Another left-hander in West Virginia who is making a name for himself is Orlando Castro. This is the fourth week in a row that Castro has ended up in the top ten. On the season he has a 1.67 ERA in 27 innings, with a 22:1 K/BB ratio. Castro is a small lefty with great off-speed stuff and a fastball that can touch the low 90s. Generally I’m skeptical of that type of pitcher, since a lefty with good off-speed stuff in A-ball tends to get these results. He’s a guy to watch, but I wouldn’t trust his numbers or consider him much of a prospect until he’s doing this in higher levels.
Matt Benedict has shown some improvements this year with his off-speed stuff, and he’s starting to get some strong results on the field. His start this past week was one of his best of the season. He dominated with his sinker, getting a 13:3 GO/AO ratio. I recapped the start here.

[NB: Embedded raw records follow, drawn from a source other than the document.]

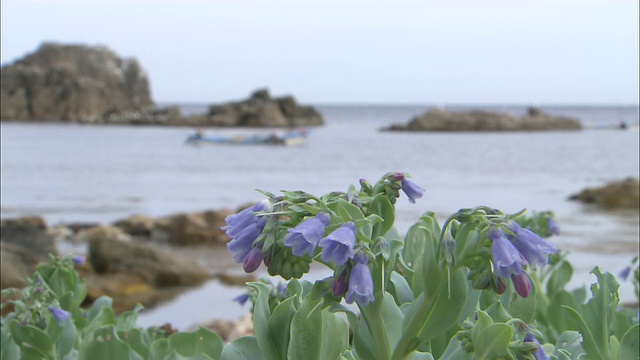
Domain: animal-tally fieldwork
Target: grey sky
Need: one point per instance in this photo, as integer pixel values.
(442, 52)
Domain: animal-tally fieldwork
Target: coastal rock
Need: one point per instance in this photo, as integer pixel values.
(72, 82)
(440, 120)
(623, 194)
(158, 267)
(16, 264)
(30, 233)
(260, 110)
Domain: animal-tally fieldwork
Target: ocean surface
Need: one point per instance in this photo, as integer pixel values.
(71, 173)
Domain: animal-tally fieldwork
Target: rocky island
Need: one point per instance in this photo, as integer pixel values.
(77, 83)
(441, 120)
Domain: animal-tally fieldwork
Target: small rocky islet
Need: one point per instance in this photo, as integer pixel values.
(93, 85)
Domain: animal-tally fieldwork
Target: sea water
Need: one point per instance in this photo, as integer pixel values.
(71, 173)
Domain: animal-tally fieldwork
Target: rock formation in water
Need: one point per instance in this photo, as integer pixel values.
(261, 110)
(93, 85)
(72, 82)
(440, 120)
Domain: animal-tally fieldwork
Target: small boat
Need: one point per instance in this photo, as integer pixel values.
(289, 137)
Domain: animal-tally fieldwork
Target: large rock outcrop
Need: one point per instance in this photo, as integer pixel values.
(440, 120)
(72, 82)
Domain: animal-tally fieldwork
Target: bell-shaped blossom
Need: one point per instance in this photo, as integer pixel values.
(237, 222)
(360, 283)
(506, 258)
(253, 259)
(412, 190)
(240, 246)
(554, 229)
(59, 314)
(624, 273)
(534, 248)
(338, 246)
(538, 354)
(78, 260)
(241, 299)
(340, 283)
(521, 283)
(244, 228)
(304, 238)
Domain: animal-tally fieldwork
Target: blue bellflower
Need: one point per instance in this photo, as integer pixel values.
(534, 248)
(59, 314)
(244, 228)
(241, 299)
(521, 283)
(412, 190)
(360, 282)
(506, 258)
(554, 229)
(338, 246)
(253, 259)
(79, 260)
(304, 238)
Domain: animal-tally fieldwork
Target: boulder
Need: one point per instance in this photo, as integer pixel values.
(260, 110)
(624, 194)
(16, 265)
(30, 233)
(476, 120)
(72, 82)
(156, 266)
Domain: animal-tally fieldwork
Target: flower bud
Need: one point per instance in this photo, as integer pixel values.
(521, 283)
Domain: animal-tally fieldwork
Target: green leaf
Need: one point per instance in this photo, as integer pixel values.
(65, 343)
(393, 319)
(455, 351)
(261, 315)
(557, 316)
(104, 344)
(382, 206)
(159, 349)
(136, 340)
(346, 211)
(400, 289)
(571, 342)
(416, 355)
(629, 348)
(559, 278)
(493, 341)
(280, 323)
(525, 308)
(33, 342)
(317, 333)
(244, 348)
(9, 349)
(127, 320)
(201, 341)
(595, 316)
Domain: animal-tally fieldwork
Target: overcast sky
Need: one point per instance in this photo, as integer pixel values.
(330, 51)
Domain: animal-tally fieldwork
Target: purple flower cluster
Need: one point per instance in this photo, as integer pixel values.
(511, 253)
(244, 228)
(59, 314)
(338, 248)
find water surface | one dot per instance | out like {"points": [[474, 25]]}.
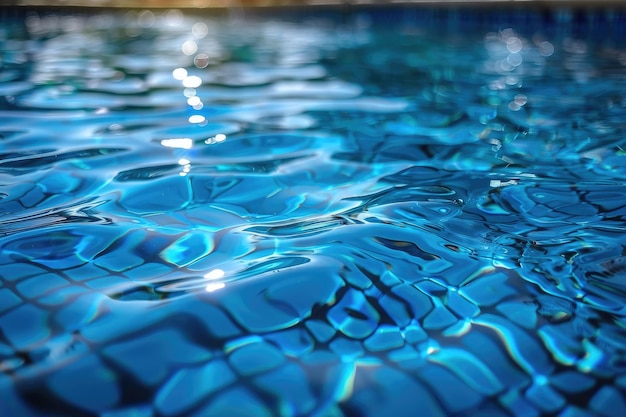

The lack of starters in Triple-A forced Brooks Brown into a spot starting role this week. He and Ryan Reid combined for seven shutout innings on Sunday. Brown went four shutout on the start, giving up a walk and a hit and striking out three. Another Indianapolis starter who made the top ten was Kris Johnson, who threw 5.2 shutout innings earlier in the week. Finally, Kyle Waldrop rounded out the top ten, striking out eight in six innings this week. The Pirates have seen their pitching prospects depleted at the level. Kyle McPherson is injured, Jeff Locke made the majors, and Phil Irwin is dealing with arm fatigue. They’ve had a lot of their off-season minor league free agents step up in the process, and the results from almost all of those pitchers have been excellent.
The Bottom Five
Andy Oliver has been at the top of the list in two of the last three weeks, but finds himself at the bottom of the list this week. Oliver saw his usual control problems, with five walks in five innings, but added seven hits to those walks. In previous starts he’s had the control issues, but has limited the hits, which negated the damage of the free passes.
Robby Rowland ends up in the bottom five for the second straight week. He dealt with some control issues this week, which isn’t normal for him.
Casey Sadler had two starts last week, and both ended up in the top ten. He wasn’t as fortunate this week, giving up four runs on eight hits in four innings. That was the worst start of the year for the right-hander.
Clay Holmes and Jameson Taillon tied for the fourth worst start of the week. Holmes has struggled with control all year, and that was the case in this start with four walks. Taillon had two starts this week. His second start was much better than the first one, but both were a big change from his three starts this year coming into the week.